Pourtant, les conséquences du dérèglement climatique sont bien là. Le monde agricole doit s’adapter…

SJ : Je ne comprends pas l’agriculteur qui se dit climatosceptique ! On voit bien que les rendements ont chuté, qu’il est plus compliqué de produire. On voit bien qu'à 47 degrés, la forêt amazonienne ne photosynthétise plus. On l'a vu l'année dernière sur nos poiriers. L'arbre était en souffrance, il n'y avait pas de photosynthèse. S’il n’y a plus de photosynthèse, ça va être compliqué de continuer à vivre sur cette planète. Il va donc falloir globaliser les enjeux. Mais c’est vrai, si on se limite au critère de la production, le modèle bio a du mal à la sécuriser. Il faudrait pour cela des vrais investissements, des filières, mais pour l’instant, on ne les a pas… 

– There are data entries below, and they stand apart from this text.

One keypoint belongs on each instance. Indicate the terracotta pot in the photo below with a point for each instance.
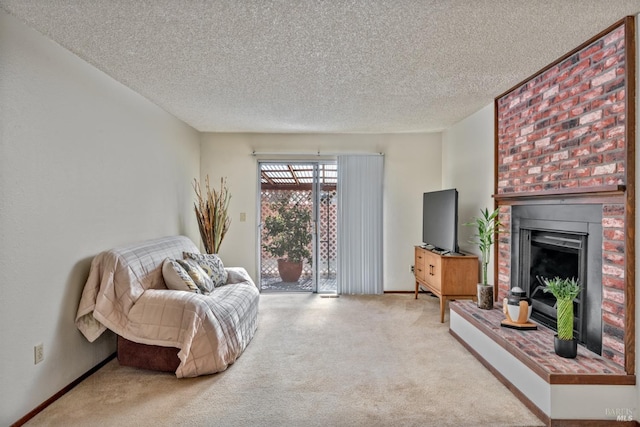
(289, 271)
(485, 296)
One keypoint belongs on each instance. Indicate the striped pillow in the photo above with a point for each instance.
(176, 278)
(212, 264)
(197, 274)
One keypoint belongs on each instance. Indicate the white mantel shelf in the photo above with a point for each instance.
(586, 388)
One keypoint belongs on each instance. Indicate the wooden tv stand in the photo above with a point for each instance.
(449, 277)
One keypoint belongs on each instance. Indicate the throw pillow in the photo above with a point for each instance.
(212, 264)
(199, 276)
(176, 278)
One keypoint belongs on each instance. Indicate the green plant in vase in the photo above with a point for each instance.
(289, 237)
(487, 227)
(565, 290)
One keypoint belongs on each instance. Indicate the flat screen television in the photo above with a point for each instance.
(440, 220)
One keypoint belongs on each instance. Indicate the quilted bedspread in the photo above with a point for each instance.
(125, 292)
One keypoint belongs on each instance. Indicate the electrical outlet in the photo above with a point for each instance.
(38, 353)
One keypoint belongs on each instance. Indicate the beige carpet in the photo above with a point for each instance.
(348, 361)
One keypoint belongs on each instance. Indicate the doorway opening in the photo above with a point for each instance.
(298, 226)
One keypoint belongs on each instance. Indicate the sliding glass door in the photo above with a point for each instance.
(297, 226)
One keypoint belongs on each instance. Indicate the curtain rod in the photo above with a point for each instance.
(317, 153)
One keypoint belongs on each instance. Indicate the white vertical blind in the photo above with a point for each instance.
(360, 224)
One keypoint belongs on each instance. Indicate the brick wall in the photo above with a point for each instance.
(565, 130)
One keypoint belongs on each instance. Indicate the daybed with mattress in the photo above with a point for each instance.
(145, 293)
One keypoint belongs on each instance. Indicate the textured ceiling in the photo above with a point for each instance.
(320, 66)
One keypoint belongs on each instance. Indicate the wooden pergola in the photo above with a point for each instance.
(297, 176)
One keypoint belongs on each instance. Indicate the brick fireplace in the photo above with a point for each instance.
(566, 137)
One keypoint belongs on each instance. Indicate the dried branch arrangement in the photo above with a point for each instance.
(212, 214)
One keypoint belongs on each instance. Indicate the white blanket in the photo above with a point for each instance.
(125, 293)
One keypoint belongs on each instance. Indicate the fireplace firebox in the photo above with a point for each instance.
(560, 241)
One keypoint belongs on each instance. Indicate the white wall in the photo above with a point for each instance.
(85, 164)
(467, 164)
(637, 223)
(412, 165)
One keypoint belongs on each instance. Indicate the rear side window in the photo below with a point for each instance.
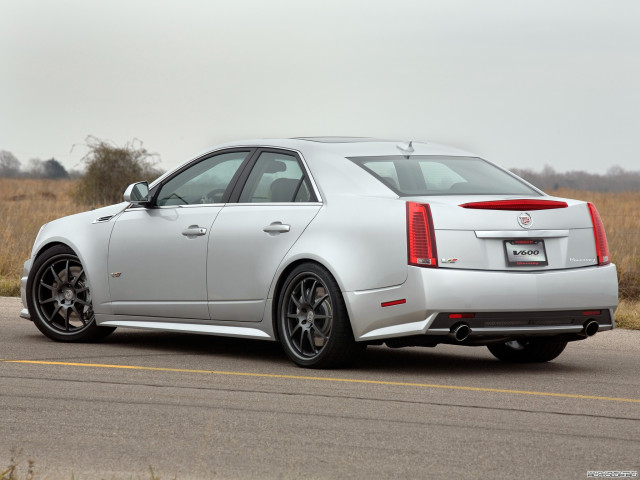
(276, 178)
(434, 175)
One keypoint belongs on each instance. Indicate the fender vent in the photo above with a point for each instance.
(103, 219)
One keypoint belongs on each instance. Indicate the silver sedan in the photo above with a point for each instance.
(328, 245)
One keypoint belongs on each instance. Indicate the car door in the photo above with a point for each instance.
(158, 255)
(271, 207)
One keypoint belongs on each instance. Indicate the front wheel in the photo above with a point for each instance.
(529, 351)
(313, 323)
(59, 298)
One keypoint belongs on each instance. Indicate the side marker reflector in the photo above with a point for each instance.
(394, 302)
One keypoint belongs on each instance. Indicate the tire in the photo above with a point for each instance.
(59, 298)
(530, 351)
(313, 323)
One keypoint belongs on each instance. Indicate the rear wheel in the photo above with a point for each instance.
(313, 323)
(59, 298)
(528, 351)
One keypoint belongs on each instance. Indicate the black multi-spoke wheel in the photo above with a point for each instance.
(312, 319)
(528, 351)
(59, 297)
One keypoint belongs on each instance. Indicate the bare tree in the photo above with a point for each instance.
(9, 164)
(110, 168)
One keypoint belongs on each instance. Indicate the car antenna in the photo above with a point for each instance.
(406, 148)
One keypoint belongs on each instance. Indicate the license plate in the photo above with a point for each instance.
(525, 253)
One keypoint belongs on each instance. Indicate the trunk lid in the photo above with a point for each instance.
(520, 238)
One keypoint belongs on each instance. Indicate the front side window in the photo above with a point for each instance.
(203, 183)
(276, 177)
(434, 175)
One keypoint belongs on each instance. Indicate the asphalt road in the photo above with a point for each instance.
(205, 407)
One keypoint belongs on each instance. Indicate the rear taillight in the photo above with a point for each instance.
(602, 247)
(520, 205)
(421, 238)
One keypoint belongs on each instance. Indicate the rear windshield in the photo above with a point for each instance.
(433, 175)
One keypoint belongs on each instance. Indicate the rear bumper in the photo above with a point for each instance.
(519, 296)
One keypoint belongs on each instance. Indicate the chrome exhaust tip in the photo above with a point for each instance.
(590, 328)
(460, 332)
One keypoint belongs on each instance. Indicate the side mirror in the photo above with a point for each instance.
(137, 193)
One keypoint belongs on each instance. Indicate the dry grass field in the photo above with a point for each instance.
(26, 204)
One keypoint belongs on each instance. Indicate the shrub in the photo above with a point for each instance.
(110, 169)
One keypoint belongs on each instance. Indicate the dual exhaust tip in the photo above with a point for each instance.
(590, 328)
(461, 331)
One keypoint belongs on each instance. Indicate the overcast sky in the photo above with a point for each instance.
(521, 83)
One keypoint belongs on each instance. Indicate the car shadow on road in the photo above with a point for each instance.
(441, 360)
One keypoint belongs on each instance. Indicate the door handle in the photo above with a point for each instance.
(276, 227)
(194, 231)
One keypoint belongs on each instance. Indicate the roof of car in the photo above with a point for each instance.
(351, 146)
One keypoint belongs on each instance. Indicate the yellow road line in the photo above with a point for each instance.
(329, 379)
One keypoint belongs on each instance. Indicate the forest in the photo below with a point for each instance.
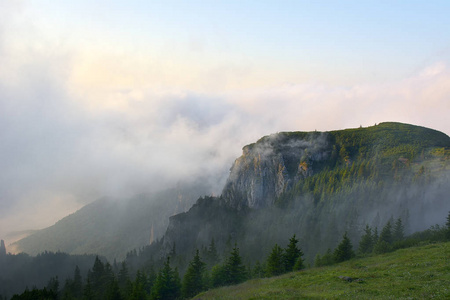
(170, 278)
(379, 188)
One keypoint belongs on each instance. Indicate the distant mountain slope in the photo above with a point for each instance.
(113, 227)
(319, 185)
(413, 273)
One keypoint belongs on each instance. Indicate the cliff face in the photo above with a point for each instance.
(2, 248)
(269, 167)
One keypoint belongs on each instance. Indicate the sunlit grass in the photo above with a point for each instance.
(413, 273)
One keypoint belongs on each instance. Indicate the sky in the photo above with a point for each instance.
(115, 98)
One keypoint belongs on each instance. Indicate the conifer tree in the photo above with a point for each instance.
(138, 287)
(113, 291)
(367, 241)
(77, 284)
(88, 293)
(399, 231)
(344, 250)
(212, 257)
(167, 285)
(384, 243)
(448, 226)
(235, 270)
(275, 262)
(292, 254)
(194, 278)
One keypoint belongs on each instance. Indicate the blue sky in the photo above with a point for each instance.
(99, 98)
(338, 42)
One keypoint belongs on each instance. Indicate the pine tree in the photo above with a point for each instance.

Et le risque ne repose que sur les épaules de l’agriculteur ?

SJ : Oui. Prenons l'exemple du blé qui parle le plus aux gens. On a été avertis de la chute des cours au mois d’avril. Mais, le blé se sème en octobre de l'année précédente. Donc quand on sème, on espère que la culture va pousser comme il faut. Vous lui mettez de l'engrais -du fumier- en février à peu près, pour que ce soit un beau blé qui corresponde aux normes industrielles. C'est-à-dire qu'il lui faut qu’il ait des protéines, un poids spécifique du grain. Sinon vous êtes déclassés en fourrager [NDLR : du blé principalement utilisé pour l'alimentation du bétail]. Et puis au mois d’avril, vous commencez à réfléchir à la moisson qui aura lieu en juillet. Et c’est là qu’on vous dit que ce n'est plus 420/440€ la tonne, mais 300. Voilà, la réalité, c'est celle-ci. Et qui porte le risque pour ça? C'est nous, les agriculteurs.

C’est un vrai changement de paradigme qu’il faut opérer. Mais, on voit à quel point ce n’est pas simple pour l’agriculture conventionnelle. 

SJ : Il y a des grandes chapelles qui se confrontent. Agriculteurs bio et conventionnels font le même métier ; il faut qu'ils  arrivent à trouver quelque chose de cohérent, où ils arrêtent de porter la majeure partie du risque. Et ça, ce n'est pas fait. On le déplore et c'est pour ça qu'on essaie d'aller trouver des projets un peu alternatifs. Mais du coup, on est sur des niches pour essayer de compenser quelque chose qui devrait être réfléchi de façon globale, en tenant compte d’enjeux bien plus importants. Nous, typiquement, on fait de la poire qu’on transforme en eau de vie principalement. C'est vrai que c'était un plaisir aussi de nous diversifier dans les céréales parce qu'on y tient, cela a du sens de produire pour le pain, pour l'alimentation animale, pour l'alimentation humaine. Cela apporte un autre sens. Mais aujourd’hui, on n’a pas les moyens pour donner du sens. Et on n'est pas accompagnés dans ce sens là. 

[NDLR : Quelques semaines après cette interview, Stéphane Jay a pris la décision d'arrêter les céréales par manque de débouchés. Le prix des céréales ne lui permettait pas de couvrir les charges sans même penser à des prix rémunérateurs. Il va désormais semer les parcelles en herbe pour essayer de garantir l'autonomie alimentaire des éleveurs autour. Un choix qu'il vit comme un échec.]